In many cases, fundamental waterproofing principles are disregarded. One of the more common ones is about how to dry out a basement after flooding. There should be no one-size-fits all when it comes to your home and basement waterproofing job. Keep in mind, too that ventilation and an air purifier system and a dehumidifier could be part of the solution a basement waterproofing professional recommends. Removing excess moisture and humidity from the basement are crucial to keeping the area mold and odor free.

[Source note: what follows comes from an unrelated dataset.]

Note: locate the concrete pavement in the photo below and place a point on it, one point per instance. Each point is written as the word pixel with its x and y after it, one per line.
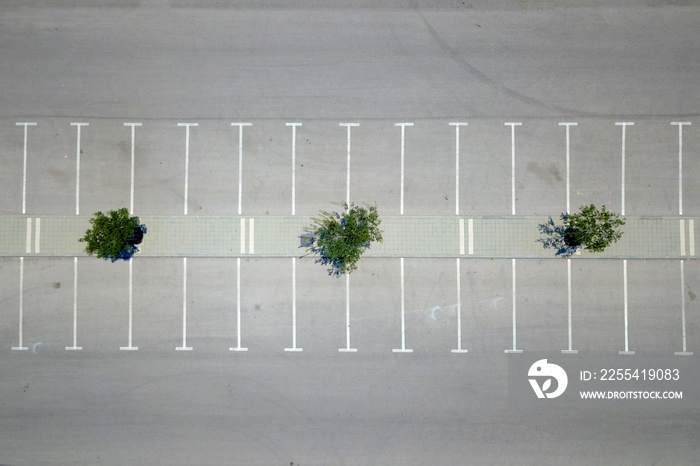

How to Waterproof a Basement

Keep your basement dry with strategies that relieve water pressure rather than fighting it.
There are many different opinions on the best way to waterproof a basement. Some “experts” insist that the only way to keep water from coming into the basement is to install a waterproof membrane against the exterior of the foundation. Others are convinced that water leakage into the basement can be stopped by using expensive waterproofing paint to coat the interior surface of foundation walls.
At Basement Systems, we’ve been waterproofing basements for over 25 years. Our network of over 300 basement waterproofing contractors (spread throughout the U.S. Canada and the United Kingdom) continuously develops, tests and refines techniques and products designed to solve tough waterproofing problems. We’ve learned what works and what doesn’t  What we know for sure is that single solutions like waterproof paints or membranes never work perfectly. Instead of hoping to defeat water pressure, it’s much smarter to control it and even utilize it. The 3-step strategy explained below will work more effectively than any “single” solution for waterproofing a basement.
Three steps to a dry basement

  • Control water outside the house. Overflowing gutters and downspouts that dump roof runoff close to the foundation can increase hydrostatic pressure against your foundation walls. This not only increases the likelihood of leaks; it also increases the volume of water that will leak into your basement. To avoid this situation, make sure your gutters stay clear and operational. Use downspout extensions where necessary to deposit water away from foundation walls. If your house is built into a hillside, consider installing swales or French drains to move water around the uphill side of the house. The exterior of your foundation should be coated with a damp-proofing treatment (typically a dark, asphalt-based coating). This treatment doesn’t stop leaks, but it does limit the amount of soil moisture that seeps through your foundation walls.  

  • Install a perimeter drain and sump pump system inside the basement. Like the water that presses against the hull of a boat, the water outside your foundation “wants” to leak inside because it’s under pressure. Instead trying to defeat water pressure, we harness its force, using a patented drain and sump pump system. We install our patented WaterGuard® drainage system around the basement perimeter, and connect this drain line to a sump pit. Water that leaks through the walls as well as water that pushes up at the floor/wall joint (a common leakage area) never reaches the basement floor because it’s captured by the WaterGuard drain. The drain line brings the water to a sump pit, where a sump pump comes on automatically to discharge the water to the exterior. 

  • Install a dehumidifier to dry and filter basement air. The final step may not be necessary if you don’t want your “new” dry basement to be just as clean and comfortable as your upstairs living space. But a SaniDry® dehumidifier will make it that way. This ENERGY STAR® appliance will easily outperform standard dehumidifiers found at appliance stores and home centers. The SaniDry dehumidifier includes a super-fine air filter to clean basement air as it dehumidifies.
  • The AAA waterproofing experts are normally pretty good at explaining how a pro basement waterproofing principles can give you a dry basement and keep it odor free.